Co-first authors: Prateek Maurya and Anju Gupta.
Author contributions: Maurya P and Gupta A contribute equally to this study as co-first authors; Maurya P was responsible for conceptualization, literature search and review, writing - original draft, and writing - review and editing; Gupta A was responsible for literature search and review, writing - review and editing, and critical revision of the manuscript; Gupta N was responsible for conceptualization, supervision, writing - review and editing, critical revision of the manuscript, and final approval of the version to be published.
Conflict-of-interest statement: All authors declare no financial or non-financial conflicts of interest relevant to the content of this article.
Corresponding author: Nishkarsh Gupta, Professor, Department of Onco-Anaesthesia and Palliative Medicine, Dr.

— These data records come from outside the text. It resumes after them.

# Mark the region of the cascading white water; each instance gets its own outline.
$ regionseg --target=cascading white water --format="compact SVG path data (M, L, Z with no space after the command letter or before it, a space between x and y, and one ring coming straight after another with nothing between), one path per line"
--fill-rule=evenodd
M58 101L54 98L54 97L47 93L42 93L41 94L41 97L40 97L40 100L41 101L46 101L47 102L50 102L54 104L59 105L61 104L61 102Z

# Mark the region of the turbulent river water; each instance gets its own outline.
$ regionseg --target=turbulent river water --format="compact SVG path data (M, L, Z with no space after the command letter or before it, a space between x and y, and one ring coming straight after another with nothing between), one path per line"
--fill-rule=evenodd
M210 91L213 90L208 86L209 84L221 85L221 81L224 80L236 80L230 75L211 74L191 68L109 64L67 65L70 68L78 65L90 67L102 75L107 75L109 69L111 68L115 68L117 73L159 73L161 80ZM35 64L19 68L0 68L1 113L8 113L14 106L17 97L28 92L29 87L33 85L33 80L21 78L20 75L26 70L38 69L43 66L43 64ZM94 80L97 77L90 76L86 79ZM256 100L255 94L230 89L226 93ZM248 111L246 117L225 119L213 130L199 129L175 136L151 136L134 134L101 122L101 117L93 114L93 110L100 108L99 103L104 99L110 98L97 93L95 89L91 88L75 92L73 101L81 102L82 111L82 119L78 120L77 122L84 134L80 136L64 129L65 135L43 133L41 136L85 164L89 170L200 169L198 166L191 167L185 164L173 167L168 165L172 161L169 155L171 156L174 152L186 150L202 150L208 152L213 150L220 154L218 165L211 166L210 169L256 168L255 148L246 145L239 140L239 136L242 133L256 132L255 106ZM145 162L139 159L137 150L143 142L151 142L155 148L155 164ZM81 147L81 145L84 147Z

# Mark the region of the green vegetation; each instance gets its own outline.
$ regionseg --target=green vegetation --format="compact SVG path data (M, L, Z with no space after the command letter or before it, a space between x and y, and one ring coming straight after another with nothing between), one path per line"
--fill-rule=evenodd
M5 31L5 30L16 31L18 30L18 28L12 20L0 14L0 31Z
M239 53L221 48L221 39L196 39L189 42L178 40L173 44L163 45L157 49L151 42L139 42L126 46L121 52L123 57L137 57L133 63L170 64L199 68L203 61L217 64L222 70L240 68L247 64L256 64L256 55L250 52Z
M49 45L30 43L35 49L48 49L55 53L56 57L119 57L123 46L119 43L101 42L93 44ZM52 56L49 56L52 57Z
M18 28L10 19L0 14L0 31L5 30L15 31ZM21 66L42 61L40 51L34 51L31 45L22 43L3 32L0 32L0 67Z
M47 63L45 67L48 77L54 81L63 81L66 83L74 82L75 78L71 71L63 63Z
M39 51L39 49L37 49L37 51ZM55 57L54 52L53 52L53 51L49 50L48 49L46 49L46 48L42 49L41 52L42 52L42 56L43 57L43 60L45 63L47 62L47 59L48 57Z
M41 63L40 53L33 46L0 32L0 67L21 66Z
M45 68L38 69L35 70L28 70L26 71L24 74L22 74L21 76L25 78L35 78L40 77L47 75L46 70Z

B.R.A. Institute Rotary Cancer Hospital, All India Institute of Medical Sciences, Room No. 139 FF IRCH, New Delhi 110029, India. drnishkarsh@rediffmail.com
Received: October 22, 2025
Revised: December 9, 2025
Accepted: December 30, 2025
Published online: March 14, 2026
Processing time: 131 Days and 5.3 Hours

Abstract

Chen et al's research provides valuable data supporting the cautious use of transfusions during gastric cancer surgery. However, to interpret causality, it must be acknowledged that recent tend-adjusted studies have consistently shown that the independent effect of transfusions may be smaller than that shown in unadjusted analyses. Future research should employ the following approaches: (1) Extended temporal characterization; (2) Functional immunological assessment; (3) Prospective designs incorporating detailed transfusion data; (4) Machine learning methods; and (5) Mechanistic studies. The relationship between transfusions and cancer treatment outcomes goes far beyond simple immunosuppression or inflammation. It reflects a complex interplay between patient vulnerability, surgical factors, and immune responses, requiring a comprehensive study across multiple biological levels and temporal dimensions.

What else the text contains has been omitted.